Often, coeditors collaborate in assembling a collection of works precisely because they share a common perspective. Sometimes, however, diverse approaches may spawn genuinely productive discourse on issues of common interest. As Thomas Jefferson mused, there are times when 'difference of opinion leads to inquiry, and inquiry to truth.' In this case, the coeditors certainly share a deep interest in environmental aesthetics, but it is also the positive tension of their divergent perspectives – one more cognitivist, the other more engaged and 'non-conceptualist' – that ensures [End Page 317] a breadth and richness of dialogue that is essential to a genuine collection of works.

The introduction to this volume is, by itself, a worthy preamble to the emerging field of environmental aesthetics as a whole. It begins with a discussion of how the earlier eighteenth-century 'scenic' models of aesthetics – disinterested and formalistic in nature – have come to be challenged by a new, expressionist paradigm of art as a richer, emotionally charged engagement with cultural artifacts and critical practices. While artists have increasingly affirmed 'the continuity of art and life in their works,' the editors point out that the natural world has been 'left behind' in this paradigm shift – an oversight which has only recently begun to be addressed by philosophers.

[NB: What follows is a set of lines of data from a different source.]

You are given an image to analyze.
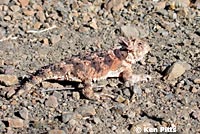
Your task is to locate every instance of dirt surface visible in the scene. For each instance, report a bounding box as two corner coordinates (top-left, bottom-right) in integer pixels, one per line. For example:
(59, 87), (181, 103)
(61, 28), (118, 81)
(0, 0), (200, 134)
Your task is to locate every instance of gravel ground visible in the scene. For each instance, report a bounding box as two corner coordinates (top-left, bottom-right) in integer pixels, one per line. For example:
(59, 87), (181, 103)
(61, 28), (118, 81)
(0, 0), (200, 134)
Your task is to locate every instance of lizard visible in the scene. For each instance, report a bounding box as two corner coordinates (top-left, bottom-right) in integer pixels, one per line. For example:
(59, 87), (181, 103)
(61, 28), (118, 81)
(2, 37), (151, 100)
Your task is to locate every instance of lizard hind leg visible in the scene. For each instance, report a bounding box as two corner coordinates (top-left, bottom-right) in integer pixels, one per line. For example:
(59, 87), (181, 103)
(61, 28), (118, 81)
(122, 69), (151, 85)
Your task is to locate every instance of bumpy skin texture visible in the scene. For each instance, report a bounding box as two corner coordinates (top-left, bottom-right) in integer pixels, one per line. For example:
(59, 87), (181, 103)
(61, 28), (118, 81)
(10, 38), (151, 100)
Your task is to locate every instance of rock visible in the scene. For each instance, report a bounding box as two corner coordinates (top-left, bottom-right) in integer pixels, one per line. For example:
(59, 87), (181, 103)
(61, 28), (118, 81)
(106, 0), (125, 11)
(50, 35), (61, 45)
(3, 66), (15, 74)
(62, 113), (74, 123)
(36, 11), (46, 22)
(155, 1), (166, 11)
(190, 87), (198, 93)
(72, 92), (80, 100)
(76, 106), (96, 117)
(164, 62), (186, 80)
(190, 110), (200, 121)
(53, 91), (63, 99)
(130, 121), (154, 134)
(18, 0), (29, 7)
(45, 96), (58, 108)
(147, 57), (157, 63)
(0, 74), (18, 86)
(94, 117), (102, 124)
(6, 87), (16, 98)
(10, 5), (20, 12)
(121, 24), (139, 37)
(194, 78), (200, 84)
(19, 107), (28, 120)
(4, 15), (11, 21)
(121, 24), (149, 38)
(89, 19), (98, 29)
(133, 84), (142, 95)
(8, 119), (24, 128)
(42, 38), (49, 45)
(23, 9), (35, 16)
(115, 95), (126, 103)
(42, 81), (63, 89)
(49, 129), (66, 134)
(0, 0), (10, 5)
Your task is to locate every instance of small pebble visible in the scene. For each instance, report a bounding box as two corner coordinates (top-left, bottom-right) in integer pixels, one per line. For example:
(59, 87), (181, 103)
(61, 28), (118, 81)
(76, 106), (96, 117)
(8, 119), (24, 128)
(48, 129), (66, 134)
(164, 62), (186, 80)
(19, 107), (29, 120)
(0, 74), (18, 86)
(45, 96), (58, 108)
(72, 92), (80, 100)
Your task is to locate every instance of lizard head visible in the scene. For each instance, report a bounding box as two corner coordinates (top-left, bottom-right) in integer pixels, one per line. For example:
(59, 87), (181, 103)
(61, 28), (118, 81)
(120, 37), (150, 63)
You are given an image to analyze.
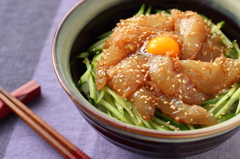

Both Allen Carlson and Arnold Berleant see the aesthetics of natural environments as encompassing more than a strictly formalistic analysis of picturesque-like scenery. Carlson is critical of the 'object' model of aesthetic appreciation that isolates the sensuous design qualities of an object from its surroundings, and he is equally critical of the 'landscape or scenery model' which, like a painting, represents a prospect 'from a specific standpoint and distance.' In his view, reducing nature to either emotion or abstract, calculated representation fails to do justice to the natural world as empirically understood by geology, biology, and ecology. Carlson advances a cognitivist approach, insisting that rational, scientific knowledge is a condition of an informed environmental aesthetic – 'one in which knowledge and intelligence transform raw experience by making it determinate, harmonious and meaningful.'

Berleant is similarly critical of the 'distanced contemplation paradigm' that aims to describe the natural world as a picturesque object. Contrary to Carlson, however, he does not explicitly advocate for a primary role of rational, scientific understanding but, rather, argues for a phenomenological 'participatory aesthetic' as a more appropriate paradigm for the appreciation of the natural world. According to Berleant, cultural forms, traditions, and social constructs mediate our understanding of the world, whether natural or cultural. It is the task of environmental aesthetics to explore regions of experience that reveal 'the essential poetry of the natural world' and, through the 'aesthetics of engagement,' lead us to better appreciate 'nature in all its cultural manifestations.'

Many of the authors in this book come back to these tensions between Carlson's 'cognitive' emphasis and Berleant's 'engaged' aesthetic. Noël Carroll, Stan Godlovitch, Emily Brady, Cheryl Foster, John Andrew Fisher and Donald W. Crawford explore alternatives to Carlson's position. Thomas Heyd advocates a postmodern approach; Yuriko Saito and Yrjö Sepänmaa explore the importance of mythological narratives to our appreciation of nature while Ronald Hepburn and Brady reflect upon the importance of the 'metaphysical imagination' to our experience of the [End Page 318] natural world. Crawford uniquely defends the 'legacy of the picturesque' in this volume, and Holmes Rolston iii advocates a respect for both scientific understanding and lived experience, not unlike that advanced by Berleant. Ronald Moore tries to mediate between extremes in what he names a 'syncretic aesthetics.'

In the end, Marcia Mueler Eaton provides a cogent summary of these multiple positions when she argues that 'the task for all of us is to develop ways of using the delight that human beings take in flights of imagination, connect it to solid cognitive understanding of what makes for sustainable environments, and thus produce the kind of attitudes and preferences that will generate the kind of care we hope for.'

This highly informative and readable book will be of interest to philosophers...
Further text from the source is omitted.